Chung, the controlling shareholder in industrial giant Hyundai Heavy Industries, a major FIFA sponsor, had been in the job since 1994 and was widely expected to retain the role.
But in a vote of the Asian Football Confederation's 45 eligible members at their Congress in Doha, the prince won 25-20.
It was a big upset with rumors flying that Chung, 59, was to launch a campaign to unseat Sepp Blatter as FIFA president later in the year, someone he has previously feuded with.
Chung supported an unsuccessful attempt to unseat Blatter 10 years ago amid allegations of financial impropriety from the collapse of a marketing company that worked for FIFA.
He reopened the wounds just months ago when he insisted change at the top was in the interests of football's world governing body.
Now that he is no longer among the FIFA hierarchy, he cannot run for the top job.
Blatter was in the audience for the vote on Thursday and will have been pleased that Prince Ali, an ally, won.
The prince becomes the youngest member of the FIFA executive committee at the age of 35 after rallying Arab support behind him.
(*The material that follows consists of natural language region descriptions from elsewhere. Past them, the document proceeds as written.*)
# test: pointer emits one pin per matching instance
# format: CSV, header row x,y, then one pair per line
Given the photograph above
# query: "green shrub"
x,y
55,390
The son of the late King Hussein and late Queen Alia, he has been president of his domestic football federation for a decade and holds the same role at the head of the increasingly-influential West Asian Football Federation.
"There has been a lot of division within Asian football and I want to bring a unity," he said ahead of the vote.
"It's a very big continent and too much of the time too many people in the game have been left to themselves. I want to change this - and I think people understand my vision.
"We need to communicate more effectively both between ourselves and with the other confederations.
"I, personally, have good connections to UEFA, to Africa and to the Americas and we can only all gain the more we work together. I see my job as being one of bridging gaps."
Bin Hammam, meanwhile, won a new four-year term as Asian Football Confederation president and vowed to take the game to a new level.
The Qatari, who has been in the job since 2002, was elected unopposed until 2015.
Another seen as potential successor to Blatter, Bin Hammam has been instrumental in changing the face of Asian football.
The 61-year-old is seen as a modernizer who has overseen the launch of the AFC Champions League and the admission of Australia into the confederation.
"While Asia has not yet taken over the world, the rumblings of Asia can now be felt. We strongly believe that the Future is Asia and we are working very hard towards the future," he said.
"We must push our limits and challenge the status quo."
In other votes, Thailand's Worawi Makudi retained his seat on FIFA's influential executive committee and Sri Lanka's Vernon Manilal Fernando won the vote to replace the retiring Junji Ogura of Japan.
Another Japanese, Kohzo Tashima, and China's Zhang Jilong had also been in the race.
The AFC is the biggest football confederation in the world, with 46 members.